National inventories stand at 71.3M/bbls, and the year over year deficit grew by 200,000/bbls to 21.2M/bbls, as we experienced a 3.3M/bbl draw this week of last year.
Next week’s inventory report has the chance to significantly impact the markets, at least in my opinion. Today’s report has pushed things higher, but we have seen a firmer trajectory already this week. If we come anywhere near last year’s 5.6M/bbl draw down for the third week of this December, we might see some considerable strength seep back into the propane markets, as trader concerns over inventories could reignite.
If that last comment is to come to fruition, it will be because of a few things:
1. WEATHER: One of the coldest two-week snaps in years is upon us. Today’s inventory drawdown came in the face of above normal temps for much of the country. Domestic demand was actually down a little bit this week over last week.
As per long standing ideas. Christmas Day GFS idea now coldest since 2000 for nation as a whole New Years Day, since 2010
Entire week tho, since 2000 ( Christmas 2009 was not as cold as 2000) pic.twitter.com/TnuTPJ1yUS
— Joe Bastardi (@BigJoeBastardi) December 20, 2017
2. EXPORTS: The judge and jury of our industry, exports exploded this week over last week, with a 1.202M/bpd number. That’s the fourth highest weekly total on record, by the way. We see the waterborne export data, and as of yesterday, the shipping commitments for the rest of December showed a 1.2M/bpd total…for the second half of December. That’s an average.
IF that verifies, on top of a cold-snap domestic demand period the likes we have not seen in a few years, one cannot rule out some January price volatility.
I HATE being wishy-washy. I also don’t like being wrong and I take a lot of pride in analyzing things to the point where I get a bit obsessive with the process.
The energy industry’s ability to export large volumes of propane and how quickly spot cargoes can come and go are such new factors for everyone, and we are talking incredible volumes that can swing markets in a big way from week to week.
While I still believe everything I wrote last week pursuant to 2018 inventory analysis will play out, today’s export number, export expectations for the rest of this month as well as one of the coldest forecasts we have seen since 2013-2014 means we are not out of the woods just yet for price volatility for this year. HOWEVER…if prices rise too high, too fast, the export trading arb will close again…and exports will fall.
THIS is what feeds our volatility…and it is much more nimble than most people dreamed it could be, considering we are talking about a week over week export increase from 706,000/bpd to 1.202M/bpd just from last week to this week.
Even with last week’s posts leaning towards the bearish side of things, the resilience of exports were never far from my thinking. This, from one of last week’s Propane Buzz posts:
…An enormous wildcard will be propane exports. Will softening United States propane prices lead to stronger American sourced export activity to Northeastern Europe and Asia? If that happens, we could see the export mechanism ramp up which would help to suck down American propane inventories and add a little more intrigue to January and possibly February, especially if winter arrives as has been in the forecast.

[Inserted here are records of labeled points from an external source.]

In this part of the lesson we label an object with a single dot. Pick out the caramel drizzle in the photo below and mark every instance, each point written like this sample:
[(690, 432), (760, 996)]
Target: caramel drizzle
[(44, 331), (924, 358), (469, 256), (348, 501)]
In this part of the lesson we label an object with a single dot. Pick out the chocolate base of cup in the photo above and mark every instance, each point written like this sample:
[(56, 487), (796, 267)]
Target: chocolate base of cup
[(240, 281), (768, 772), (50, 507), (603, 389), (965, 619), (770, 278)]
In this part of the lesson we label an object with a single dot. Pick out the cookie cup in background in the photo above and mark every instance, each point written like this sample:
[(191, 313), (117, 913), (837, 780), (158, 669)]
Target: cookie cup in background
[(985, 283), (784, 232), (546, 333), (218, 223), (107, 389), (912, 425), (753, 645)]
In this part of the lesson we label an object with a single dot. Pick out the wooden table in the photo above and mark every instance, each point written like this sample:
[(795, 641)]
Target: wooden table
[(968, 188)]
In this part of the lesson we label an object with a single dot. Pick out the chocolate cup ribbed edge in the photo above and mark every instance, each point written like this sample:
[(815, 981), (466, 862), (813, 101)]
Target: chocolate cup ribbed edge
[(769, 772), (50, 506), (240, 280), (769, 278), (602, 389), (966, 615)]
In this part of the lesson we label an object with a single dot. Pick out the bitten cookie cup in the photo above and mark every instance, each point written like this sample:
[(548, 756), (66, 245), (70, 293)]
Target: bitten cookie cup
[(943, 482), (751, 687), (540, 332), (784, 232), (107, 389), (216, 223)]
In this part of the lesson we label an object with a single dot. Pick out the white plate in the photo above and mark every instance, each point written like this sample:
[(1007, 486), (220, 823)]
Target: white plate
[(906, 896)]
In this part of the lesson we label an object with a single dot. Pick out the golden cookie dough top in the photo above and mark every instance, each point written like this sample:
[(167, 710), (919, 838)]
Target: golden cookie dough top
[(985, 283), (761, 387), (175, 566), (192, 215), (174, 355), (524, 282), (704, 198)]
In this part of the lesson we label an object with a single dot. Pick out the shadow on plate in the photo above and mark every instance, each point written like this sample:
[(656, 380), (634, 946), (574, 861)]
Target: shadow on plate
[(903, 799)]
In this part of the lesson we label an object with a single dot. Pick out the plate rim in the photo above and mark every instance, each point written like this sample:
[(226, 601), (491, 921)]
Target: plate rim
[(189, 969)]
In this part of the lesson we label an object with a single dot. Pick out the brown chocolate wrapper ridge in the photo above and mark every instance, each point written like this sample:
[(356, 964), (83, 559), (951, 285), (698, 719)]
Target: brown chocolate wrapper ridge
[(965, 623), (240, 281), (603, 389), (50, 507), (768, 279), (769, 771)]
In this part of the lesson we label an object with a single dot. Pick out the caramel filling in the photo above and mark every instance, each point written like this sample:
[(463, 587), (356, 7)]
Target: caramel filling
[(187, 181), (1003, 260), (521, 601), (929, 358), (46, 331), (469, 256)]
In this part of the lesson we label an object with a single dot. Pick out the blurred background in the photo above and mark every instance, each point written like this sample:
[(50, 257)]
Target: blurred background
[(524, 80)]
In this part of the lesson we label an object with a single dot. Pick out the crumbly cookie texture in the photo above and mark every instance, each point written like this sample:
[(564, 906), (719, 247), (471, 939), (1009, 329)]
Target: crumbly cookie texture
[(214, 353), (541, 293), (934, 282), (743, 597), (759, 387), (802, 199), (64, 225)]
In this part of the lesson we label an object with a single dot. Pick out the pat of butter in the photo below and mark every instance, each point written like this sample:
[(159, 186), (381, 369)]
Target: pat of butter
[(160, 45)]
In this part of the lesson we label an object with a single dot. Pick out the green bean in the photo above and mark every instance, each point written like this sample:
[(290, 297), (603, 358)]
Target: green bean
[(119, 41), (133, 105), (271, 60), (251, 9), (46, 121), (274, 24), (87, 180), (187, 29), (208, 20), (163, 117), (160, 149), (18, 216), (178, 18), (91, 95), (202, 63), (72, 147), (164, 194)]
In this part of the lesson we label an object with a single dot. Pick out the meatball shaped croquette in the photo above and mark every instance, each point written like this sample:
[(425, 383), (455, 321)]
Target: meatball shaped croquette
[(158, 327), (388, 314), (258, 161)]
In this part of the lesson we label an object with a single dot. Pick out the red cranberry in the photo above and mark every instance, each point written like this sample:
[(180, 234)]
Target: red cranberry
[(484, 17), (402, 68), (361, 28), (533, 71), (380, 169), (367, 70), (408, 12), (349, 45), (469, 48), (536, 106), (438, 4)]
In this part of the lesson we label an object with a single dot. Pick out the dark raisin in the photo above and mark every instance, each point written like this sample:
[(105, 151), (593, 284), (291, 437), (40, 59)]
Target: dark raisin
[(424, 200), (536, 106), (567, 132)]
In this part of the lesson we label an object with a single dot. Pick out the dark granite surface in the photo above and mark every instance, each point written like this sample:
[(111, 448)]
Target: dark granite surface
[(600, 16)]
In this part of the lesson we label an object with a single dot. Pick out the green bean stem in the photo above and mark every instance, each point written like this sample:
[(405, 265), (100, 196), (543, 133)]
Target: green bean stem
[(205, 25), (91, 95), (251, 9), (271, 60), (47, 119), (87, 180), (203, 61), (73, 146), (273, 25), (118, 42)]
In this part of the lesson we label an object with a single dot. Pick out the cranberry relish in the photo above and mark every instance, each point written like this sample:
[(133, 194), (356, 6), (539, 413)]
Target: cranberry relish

The export whipsaw happened, and things look strong there for at least the next two EIA reports…during which time winter will most certainly arrive in a way we have not seen in years.
Hold on to your hats….there is no more comfortable middle for us…it’s one extreme to the next!
Speaking of which, here is MDA’s January and February forecast:
There there is this:
What am I watching very closely? GFS growing more confident of more poleward heat transport in early January. Resultant stretched #PolarVortex would likely support more cross polar flow and therefore #cold temperatures in eastern North America. pic.twitter.com/nCf6Ubydal
— Judah Cohen (@judah47) December 20, 2017
This is very, very important to what will happen the rest of the winter. If the ‘poleward heat transport’ happens…then that is likely going to lay the groundwork for the winter of 2017-2018 to be much, much colder than what we have seen for at least the last three years.
NOTE: I will be out of the office until 3PM central this afternoon, as we have an offsite company outing. I will return at that time and returns calls and emails. Thank you and have as Merry Christmas!